In this section, three examples are given of use cases for dbslice. The first example is a blade design study where a collection of 590 three-dimensional steady Reynolds-Averaged Navier-Stokes (RANS) simulations of a stator blade (as part of a 1.5 stage simlation) are examined to understand which designs have best performance and to form linkages between design parameters, operating point and performance. The second example is the same database of solutions, but now a machine learning approach has been used, on the server, to automatically classify the simulations according to whether a corner separation is present. The final example is from a single Large Eddy Simulation (of transonic flow passed a turbine trailing edge); in this case, the ensemble is a set of snapshots from the computations, rather than a set of separate computations. In each example, emphasis is placed on the benefits of a hierarchical (meta-data then detailed data) and dynamic (interactive database filtering and detailed plot analysis) visualisation workflow.

Ensemble of simulations for blade design

The meta-data from a collection of 590 three-dimensional steady RANS simulations (called “tasks” in dbslice) of an axial compressor is shown in Figure 4. Each simulation is of the flow through a 1.5 stage machine and the design of the middle row, the stator, is of interest. The meta-data describing the simulations contains both input and output parameters. There are two input parameters in Figure 4: stator lean type - 9 different three-dimensional stacking philosophies have been tried, from bowed pressure-side toward the endwalls, to straight stacked, to bowed suction-side toward the endwalls; and the number of stators in the simulation. The five output parameters in Figure 4 are: inlet and exit stator flow angles, and stator loss coefficient, in the hub (0–30% span), mid (30% to 70% span) and tip (70% to 100% span) regions.

Figure 4.

View of the meta-data of 590 simulations of the flow through a 1.5 stage axial compressor.

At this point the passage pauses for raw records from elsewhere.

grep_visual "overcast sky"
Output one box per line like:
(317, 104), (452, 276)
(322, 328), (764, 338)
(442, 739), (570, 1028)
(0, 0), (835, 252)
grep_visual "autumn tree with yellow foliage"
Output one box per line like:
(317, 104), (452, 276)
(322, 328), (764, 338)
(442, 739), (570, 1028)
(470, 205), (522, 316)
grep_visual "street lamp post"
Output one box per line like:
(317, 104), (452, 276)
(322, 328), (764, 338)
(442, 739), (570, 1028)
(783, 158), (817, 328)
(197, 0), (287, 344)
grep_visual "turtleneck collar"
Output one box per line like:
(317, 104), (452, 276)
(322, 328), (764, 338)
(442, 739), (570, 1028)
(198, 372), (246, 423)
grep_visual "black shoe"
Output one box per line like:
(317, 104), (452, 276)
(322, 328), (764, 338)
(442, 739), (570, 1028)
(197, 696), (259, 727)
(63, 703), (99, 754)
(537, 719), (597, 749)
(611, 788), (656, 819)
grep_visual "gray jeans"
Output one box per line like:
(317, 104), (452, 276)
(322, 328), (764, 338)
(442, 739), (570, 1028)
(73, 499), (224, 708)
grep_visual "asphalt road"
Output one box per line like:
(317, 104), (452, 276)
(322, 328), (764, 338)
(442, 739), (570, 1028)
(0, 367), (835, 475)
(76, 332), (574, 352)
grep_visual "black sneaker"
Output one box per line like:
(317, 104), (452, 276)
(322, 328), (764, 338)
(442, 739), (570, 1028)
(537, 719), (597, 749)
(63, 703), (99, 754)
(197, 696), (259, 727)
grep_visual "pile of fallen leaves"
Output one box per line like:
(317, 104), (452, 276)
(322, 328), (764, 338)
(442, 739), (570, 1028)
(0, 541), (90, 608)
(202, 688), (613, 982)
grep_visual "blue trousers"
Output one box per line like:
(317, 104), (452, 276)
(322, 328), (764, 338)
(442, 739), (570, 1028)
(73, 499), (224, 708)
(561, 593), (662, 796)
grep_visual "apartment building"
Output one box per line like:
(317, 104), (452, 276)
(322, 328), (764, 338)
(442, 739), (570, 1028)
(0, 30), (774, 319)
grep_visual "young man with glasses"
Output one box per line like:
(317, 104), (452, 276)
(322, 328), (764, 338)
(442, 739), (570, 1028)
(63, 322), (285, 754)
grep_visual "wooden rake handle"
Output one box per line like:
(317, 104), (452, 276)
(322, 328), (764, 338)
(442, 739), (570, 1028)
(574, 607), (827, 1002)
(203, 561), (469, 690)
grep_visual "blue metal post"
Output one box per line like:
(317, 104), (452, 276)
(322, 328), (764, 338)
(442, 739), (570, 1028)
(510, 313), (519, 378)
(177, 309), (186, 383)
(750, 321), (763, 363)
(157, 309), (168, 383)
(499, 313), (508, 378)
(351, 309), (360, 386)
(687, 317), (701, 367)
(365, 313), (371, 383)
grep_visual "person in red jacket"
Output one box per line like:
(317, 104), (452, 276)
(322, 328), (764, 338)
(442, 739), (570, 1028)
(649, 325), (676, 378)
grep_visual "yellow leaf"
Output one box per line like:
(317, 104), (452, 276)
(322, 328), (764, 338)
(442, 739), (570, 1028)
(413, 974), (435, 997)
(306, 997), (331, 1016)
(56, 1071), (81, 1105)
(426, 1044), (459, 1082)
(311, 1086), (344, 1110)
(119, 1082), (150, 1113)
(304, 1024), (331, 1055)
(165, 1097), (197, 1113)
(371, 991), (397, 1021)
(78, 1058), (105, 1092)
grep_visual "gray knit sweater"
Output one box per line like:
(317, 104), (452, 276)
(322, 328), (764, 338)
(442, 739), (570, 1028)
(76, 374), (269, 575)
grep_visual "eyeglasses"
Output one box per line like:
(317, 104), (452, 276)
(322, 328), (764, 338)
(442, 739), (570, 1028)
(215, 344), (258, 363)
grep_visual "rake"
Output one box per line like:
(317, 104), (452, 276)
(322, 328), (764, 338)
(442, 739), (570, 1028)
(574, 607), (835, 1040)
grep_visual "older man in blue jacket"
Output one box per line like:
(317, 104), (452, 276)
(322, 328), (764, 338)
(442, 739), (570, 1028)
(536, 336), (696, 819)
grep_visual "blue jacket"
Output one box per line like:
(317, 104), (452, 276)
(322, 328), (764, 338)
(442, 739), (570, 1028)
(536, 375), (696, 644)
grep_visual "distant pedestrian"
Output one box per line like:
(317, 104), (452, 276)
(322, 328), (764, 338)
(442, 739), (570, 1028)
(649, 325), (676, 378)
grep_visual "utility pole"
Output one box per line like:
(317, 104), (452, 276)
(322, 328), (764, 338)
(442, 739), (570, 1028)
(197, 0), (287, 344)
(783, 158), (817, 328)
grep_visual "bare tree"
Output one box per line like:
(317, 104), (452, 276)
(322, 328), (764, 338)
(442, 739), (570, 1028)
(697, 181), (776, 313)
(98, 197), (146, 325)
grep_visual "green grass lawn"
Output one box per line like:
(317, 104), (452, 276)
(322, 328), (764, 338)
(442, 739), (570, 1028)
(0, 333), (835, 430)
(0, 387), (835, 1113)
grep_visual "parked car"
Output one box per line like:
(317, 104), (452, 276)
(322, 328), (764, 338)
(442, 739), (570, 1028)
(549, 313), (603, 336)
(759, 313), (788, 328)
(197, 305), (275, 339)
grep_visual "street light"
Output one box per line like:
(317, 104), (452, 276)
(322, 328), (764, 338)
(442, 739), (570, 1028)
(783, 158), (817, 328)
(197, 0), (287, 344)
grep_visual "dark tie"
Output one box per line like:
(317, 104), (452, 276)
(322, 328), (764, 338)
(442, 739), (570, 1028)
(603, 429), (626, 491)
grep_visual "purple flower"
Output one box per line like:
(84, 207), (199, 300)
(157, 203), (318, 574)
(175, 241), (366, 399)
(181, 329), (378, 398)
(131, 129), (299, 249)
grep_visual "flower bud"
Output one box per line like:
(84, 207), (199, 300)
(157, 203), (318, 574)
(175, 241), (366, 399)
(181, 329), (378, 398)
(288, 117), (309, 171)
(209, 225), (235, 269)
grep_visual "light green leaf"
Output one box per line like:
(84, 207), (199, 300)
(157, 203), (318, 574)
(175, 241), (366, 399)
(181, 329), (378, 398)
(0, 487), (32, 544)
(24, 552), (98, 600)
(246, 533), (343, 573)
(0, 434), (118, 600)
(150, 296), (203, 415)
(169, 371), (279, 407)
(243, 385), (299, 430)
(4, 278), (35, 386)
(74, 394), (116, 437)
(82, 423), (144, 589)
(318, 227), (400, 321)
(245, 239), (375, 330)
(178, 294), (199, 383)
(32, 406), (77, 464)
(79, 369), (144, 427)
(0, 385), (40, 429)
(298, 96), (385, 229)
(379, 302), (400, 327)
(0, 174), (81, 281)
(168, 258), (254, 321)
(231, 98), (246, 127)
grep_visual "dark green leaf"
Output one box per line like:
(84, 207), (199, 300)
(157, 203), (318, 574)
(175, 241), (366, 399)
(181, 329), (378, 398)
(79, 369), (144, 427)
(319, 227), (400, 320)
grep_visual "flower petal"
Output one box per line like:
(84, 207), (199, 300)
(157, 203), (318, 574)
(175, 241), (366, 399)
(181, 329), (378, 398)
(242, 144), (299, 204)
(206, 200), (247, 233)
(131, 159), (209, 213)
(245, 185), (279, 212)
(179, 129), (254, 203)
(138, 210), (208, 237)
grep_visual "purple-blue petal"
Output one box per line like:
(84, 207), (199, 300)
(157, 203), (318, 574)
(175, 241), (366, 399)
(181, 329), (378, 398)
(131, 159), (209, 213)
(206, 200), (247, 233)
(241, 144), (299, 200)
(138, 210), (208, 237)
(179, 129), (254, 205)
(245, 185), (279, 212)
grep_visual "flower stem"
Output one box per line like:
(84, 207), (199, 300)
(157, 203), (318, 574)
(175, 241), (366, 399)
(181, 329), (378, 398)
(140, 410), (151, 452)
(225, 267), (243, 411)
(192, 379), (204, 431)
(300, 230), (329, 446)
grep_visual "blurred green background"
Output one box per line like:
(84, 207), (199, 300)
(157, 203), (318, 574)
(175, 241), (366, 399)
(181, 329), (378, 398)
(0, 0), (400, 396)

https://journal.gpps.global/f/fulltexts/134645/JGPPS-00119-2020-02.04_min.jpg

The view of the database in Figure 4 is dynamic in that the user can touch the bars on the “Lean type” and “Number of stators” charts, or adjust the ranges in the histograms showing the inlet and exit flow angles, and the database is interactively filtered. As an example, only the cases with 100 stators are shown in Figure 5a and the number of cases (“tasks”) in the filter has dropped from 590 to 120. The individual cases shown in the scatter plots are also responsive. When the user touches any of the points in a scatter plot, Figure 5b, all the data corresponding to this case are highlighted in the other meta-data plots (bar charts, histograms and scatter plots); this allows the user to observe connections between input parameters such as lean type and number of stators, and the performance of the stator in each of the hub, mid and tip regions.

Figure 5.

Interactive filtering of the database. (a) By selecting cases with 100 stator blades, the database is filtered to 120 simulations. (b) When one case is touched in the “stator loss - hub” plot, the same case is highlighted in all other plots.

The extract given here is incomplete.